Sometimes, it is practically or legally not possible to move corpus data to a local machine. This vignette explains the usage of CWB corpora that are hosted on an OpenCPU server.

library(polmineR)
## polmineR is throttled to use 2 cores as required by CRAN Repository Policy. To get full performance:
## * Use `n_cores <- parallel::detectCores()` to detect the number of cores available on your machine
## * Set number of cores using `options('polmineR.cores' = n_cores - 1)` and `data.table::setDTthreads(n_cores - 1)`
## 
## Attaching package: 'polmineR'
## The following object is masked from 'package:base':
## 
##     use

Remote Corpora

Publicly Available Corpora

The GermaParl corpus is hosted on an OpenCPU server with the IP 132.252.238.66 (subject to change). To use the corpus, use the corpus()-method. The only difference is that you will need to supply the IP address using the argument server.

gparl <- corpus("GERMAPARL", server = "http://opencpu.politik.uni-due.de")

The gparl object is an object of class remote_corpus.

is(gparl)

Using polmineR core functionality

The polmineR at this stage exposes a limited set of its functionality for remote corpora.

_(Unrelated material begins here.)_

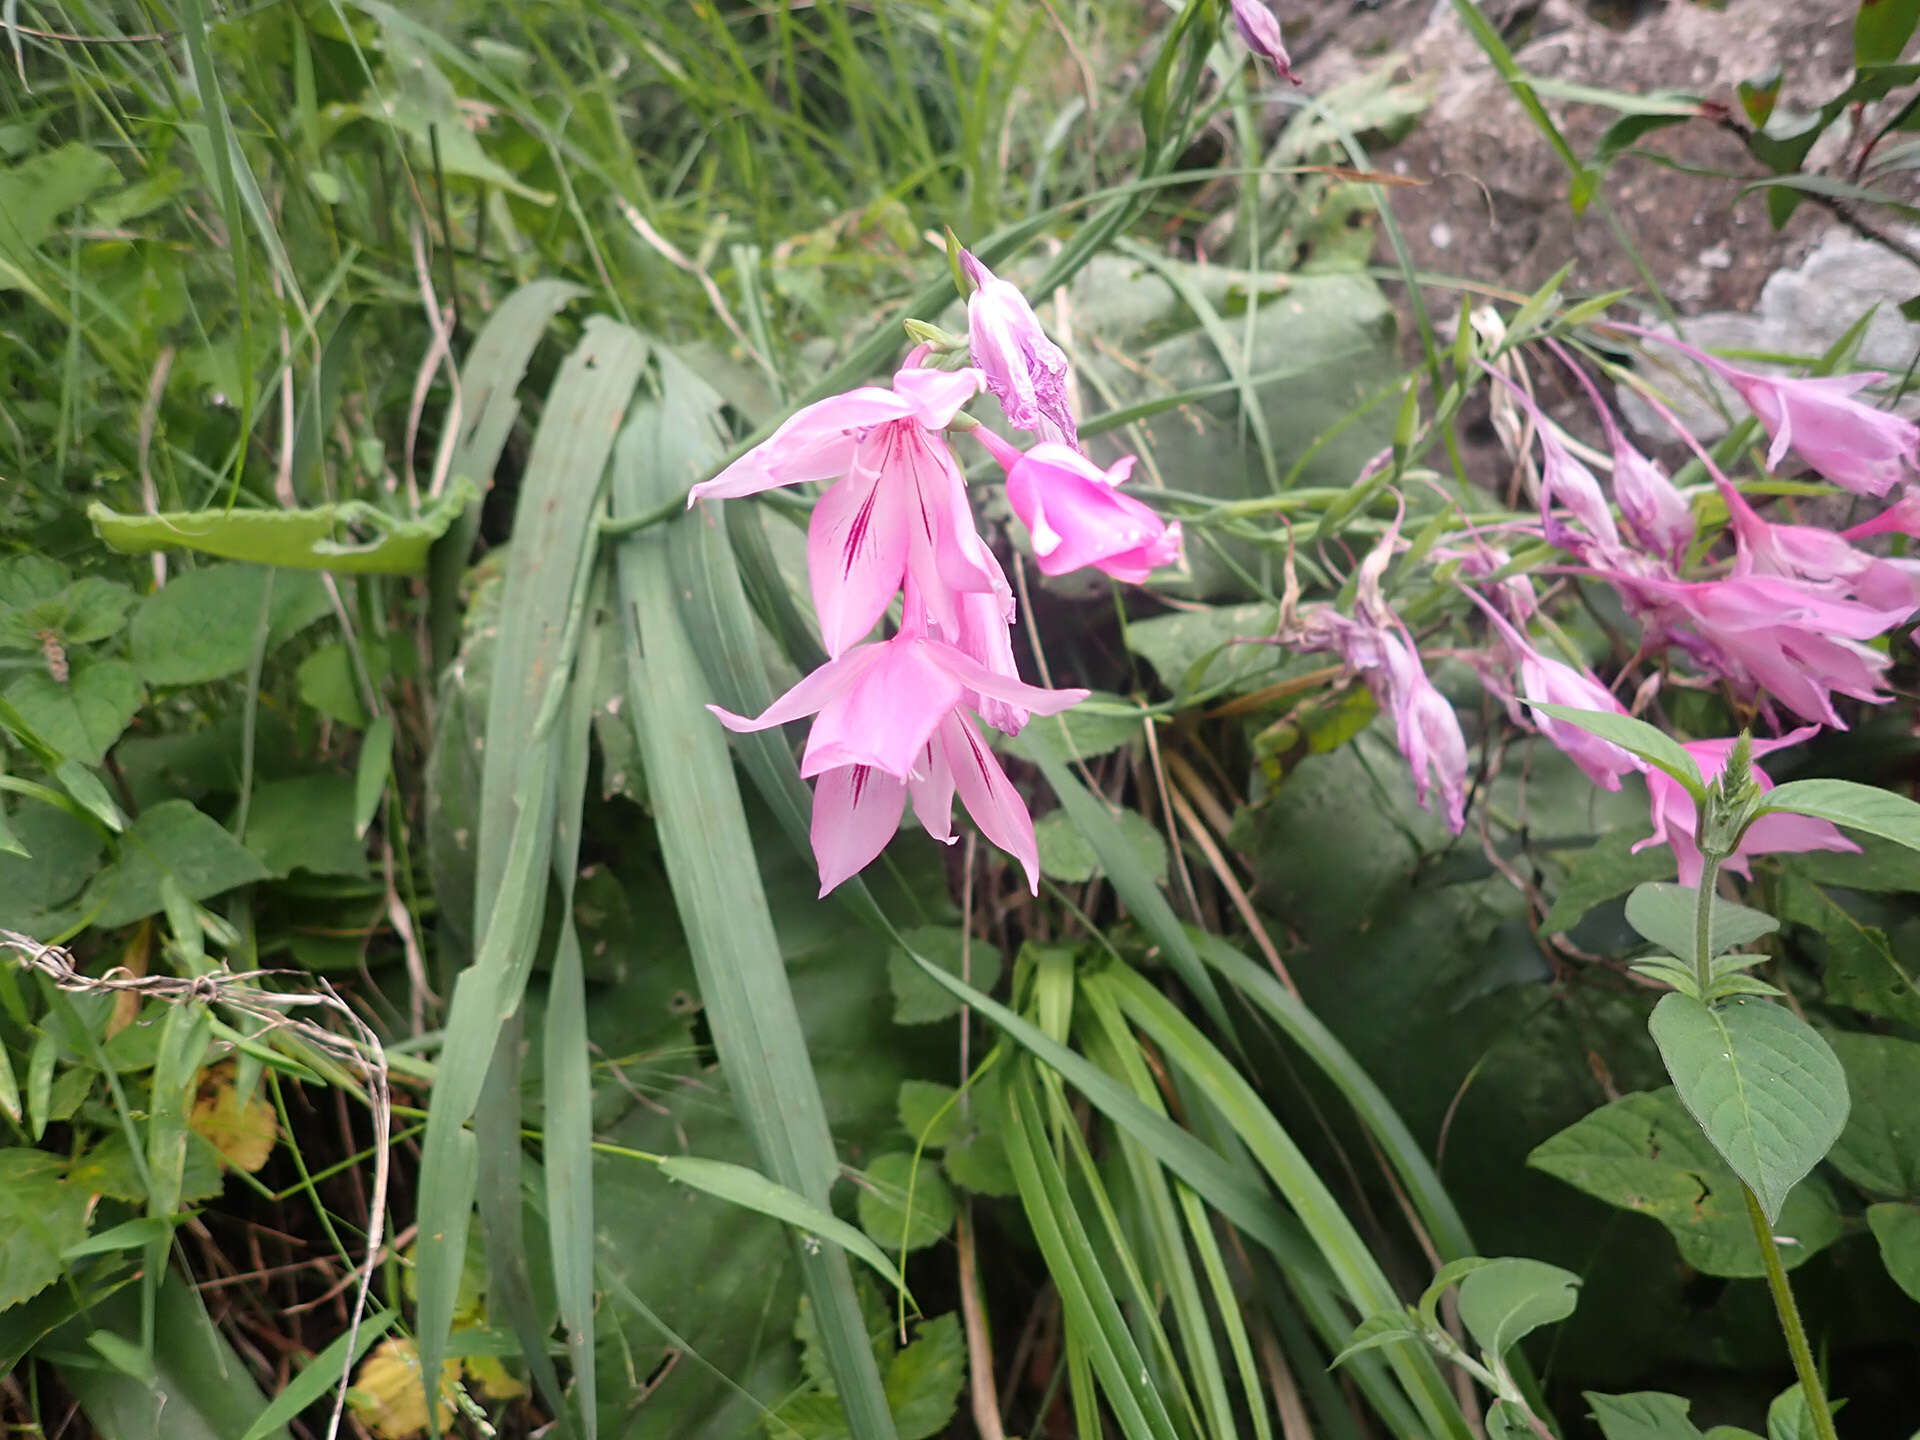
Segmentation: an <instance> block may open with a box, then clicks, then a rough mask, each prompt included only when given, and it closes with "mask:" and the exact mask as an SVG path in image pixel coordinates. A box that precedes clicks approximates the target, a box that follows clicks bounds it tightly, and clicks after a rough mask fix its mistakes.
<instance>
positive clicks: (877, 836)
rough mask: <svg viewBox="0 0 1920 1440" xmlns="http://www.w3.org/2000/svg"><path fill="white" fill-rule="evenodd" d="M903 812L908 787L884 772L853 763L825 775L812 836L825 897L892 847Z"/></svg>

Simple investigations in the remote corpus are possible.

Get corpus size

size(gparl)

Get structural annotation (metadata)

s_attributes(gparl)

Subsetting

gparl2006 <- subset(gparl, year == "2006")

The returned object has the class remote_subcorpus.

is(gparl2006)

Simple count

count(gparl, query = "Integration")

The count()-method works for remote_subcorpus objects, too.

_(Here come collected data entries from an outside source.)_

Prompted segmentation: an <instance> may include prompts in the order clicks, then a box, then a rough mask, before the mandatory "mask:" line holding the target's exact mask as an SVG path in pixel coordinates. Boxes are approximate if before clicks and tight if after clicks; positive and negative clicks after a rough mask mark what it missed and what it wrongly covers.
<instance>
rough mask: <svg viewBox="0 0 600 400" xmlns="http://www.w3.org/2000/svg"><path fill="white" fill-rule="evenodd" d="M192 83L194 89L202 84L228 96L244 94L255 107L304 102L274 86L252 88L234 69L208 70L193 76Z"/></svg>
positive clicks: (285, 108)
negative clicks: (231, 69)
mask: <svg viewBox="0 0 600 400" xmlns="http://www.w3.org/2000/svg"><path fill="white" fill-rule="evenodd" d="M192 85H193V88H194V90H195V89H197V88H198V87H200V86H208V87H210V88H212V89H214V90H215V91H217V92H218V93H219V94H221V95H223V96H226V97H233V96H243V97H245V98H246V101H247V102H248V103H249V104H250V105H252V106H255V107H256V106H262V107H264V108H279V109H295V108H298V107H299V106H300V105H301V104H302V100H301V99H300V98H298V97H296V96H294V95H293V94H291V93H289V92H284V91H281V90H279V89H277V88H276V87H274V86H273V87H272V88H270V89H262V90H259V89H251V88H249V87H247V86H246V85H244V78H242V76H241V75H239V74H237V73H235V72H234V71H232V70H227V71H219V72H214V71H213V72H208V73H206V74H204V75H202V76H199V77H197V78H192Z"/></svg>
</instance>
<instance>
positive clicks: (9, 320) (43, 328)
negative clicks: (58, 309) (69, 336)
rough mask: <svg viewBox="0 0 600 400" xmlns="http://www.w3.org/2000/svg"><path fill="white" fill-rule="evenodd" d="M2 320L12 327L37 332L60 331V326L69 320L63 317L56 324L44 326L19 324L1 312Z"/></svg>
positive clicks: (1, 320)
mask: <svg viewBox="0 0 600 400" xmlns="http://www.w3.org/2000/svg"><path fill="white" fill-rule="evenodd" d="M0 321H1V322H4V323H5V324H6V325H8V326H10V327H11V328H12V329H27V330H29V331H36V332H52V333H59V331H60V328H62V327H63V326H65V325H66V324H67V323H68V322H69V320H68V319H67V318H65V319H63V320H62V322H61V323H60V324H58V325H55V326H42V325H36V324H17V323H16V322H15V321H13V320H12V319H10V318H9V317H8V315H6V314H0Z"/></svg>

count(gparl2006, query = "Integration")

KWIC

kwic(gparl, query = "Islam", left = 15, right = 15, meta = c("speaker", "party", "date"))

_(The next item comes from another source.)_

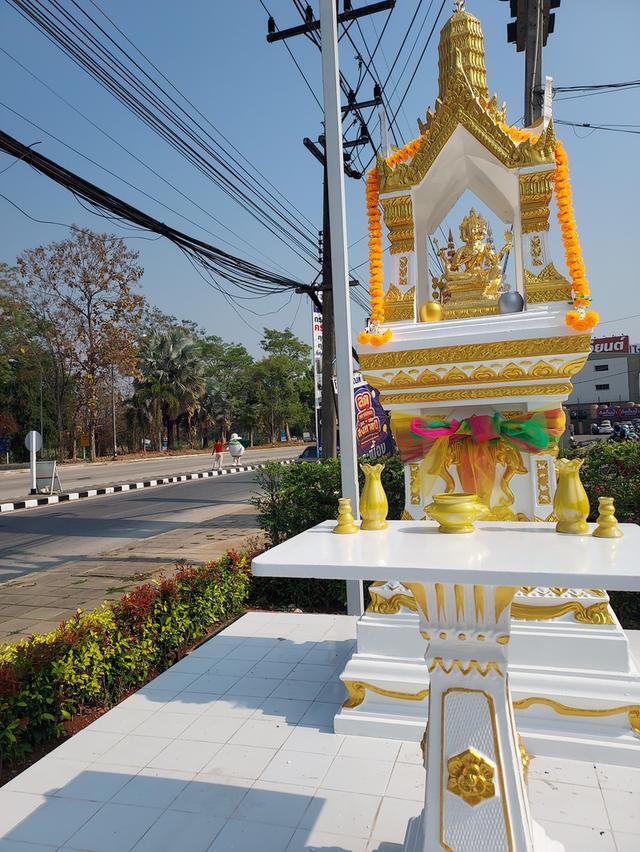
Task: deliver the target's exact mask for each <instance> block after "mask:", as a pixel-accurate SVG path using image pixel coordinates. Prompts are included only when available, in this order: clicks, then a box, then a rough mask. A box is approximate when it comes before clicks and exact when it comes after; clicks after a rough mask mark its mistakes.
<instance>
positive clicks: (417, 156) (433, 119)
mask: <svg viewBox="0 0 640 852" xmlns="http://www.w3.org/2000/svg"><path fill="white" fill-rule="evenodd" d="M458 125H462V126H463V127H464V128H465V129H466V130H467V131H468V132H469V133H471V135H472V136H474V137H475V138H476V139H477V140H478V141H479V142H480V143H481V144H482V145H483V146H484V147H485V148H486V149H487V150H488V151H490V152H491V153H492V154H493V155H494V156H495V158H496V159H497V160H499V162H501V163H502V164H503V165H505V166H507V167H508V168H512V169H516V168H522V167H526V166H535V165H543V164H547V163H549V164H551V163H554V162H555V160H554V146H555V134H554V130H553V122H552V121H551V122H549V124H548V126H547V128H546V129H545V130H543V131H542V132H541V133H540V135H539V137H538V138H537V139H536V140H535V142H533V141H532V140H531V139H526V140H524V141H523V142H519V143H518V142H515V141H514V140H513V139H512V138H511V136H510V135H509V134H508V133H507V132H506V131H505V130H503V129H502V128H501V127H500V124H499V122H498V118H497V115H496V114H495V111H494V110H492V109H489V108H488V106H487V105H486V104H484V105H483V102H481V100H480V99H479V98H478V97H477V96H476V94H475V92H474V90H473V88H472V86H471V84H470V83H469V80H468V79H467V77H466V75H465V72H464V69H463V67H462V62H461V59H460V57H459V56H458V61H457V62H456V66H455V69H454V71H453V72H452V74H451V77H450V79H449V80H448V81H447V92H446V95H445V97H444V98H443V99H440V98H438V99H437V101H436V109H435V112H429V113H427V121H426V123H421V125H420V130H421V132H422V134H423V135H422V139H421V144H420V147H419V148H418V150H417V151H416V153H415V155H414V156H413V158H412V160H411V162H409V163H400V164H398V165H396V166H395V167H392V166H390V165H389V164H388V163H387V162H386V161H385V160H384V159H383V158H382V157H379V158H378V166H377V168H378V177H379V182H380V191H381V192H383V193H384V192H396V191H400V190H403V189H407V188H409V187H412V186H416V185H417V184H419V183H420V182H421V181H422V179H423V178H424V177H425V175H426V174H427V172H428V171H429V169H430V168H431V166H432V165H433V163H434V162H435V159H436V157H437V156H438V154H439V153H440V151H441V150H442V149H443V148H444V146H445V145H446V143H447V141H448V140H449V138H450V137H451V135H452V134H453V132H454V131H455V129H456V128H457V127H458Z"/></svg>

Works for the remote_subcorpus, too.

kwic(gparl2006, query = "Islam", left = 15, right = 15, meta = c("speaker", "party", "date"))

Restricted Corpora

  1. Create directory for registry file-style files with credentials

  2. Create file with credentials for your corpus in this directory

Note: Filename is corpus id in lowercase

##
## registry entry for corpus GERMAPARLSAMPLE
##

# long descriptive name for the corpus
NAME "GermaParlSample"
# corpus ID (must be lowercase in registry!)
ID   germaparlsample
# path to binary data files
HOME http://localhost:8005
# optional info file (displayed by ",info;" command in CQP)
INFO https://zenodo.org/record/3823245#.XsrU-8ZCT_Q 

# corpus properties provide additional information about the corpus:
##:: user = "YOUR_USER_NAME"
##:: password = "YOUR_PASSWORD"
  1. Set environment variable “OPENCPU_REGISTRY” in .Renviron to dir just mentioned

  2. Get server whereabouts

x <- corpus("MIGPRESS_FAZ", server = "YOURSERVER", restricted = TRUE)

Next steps

Upcoming versions of polmineR will expose further functionality. This is a simple proof-of-concept!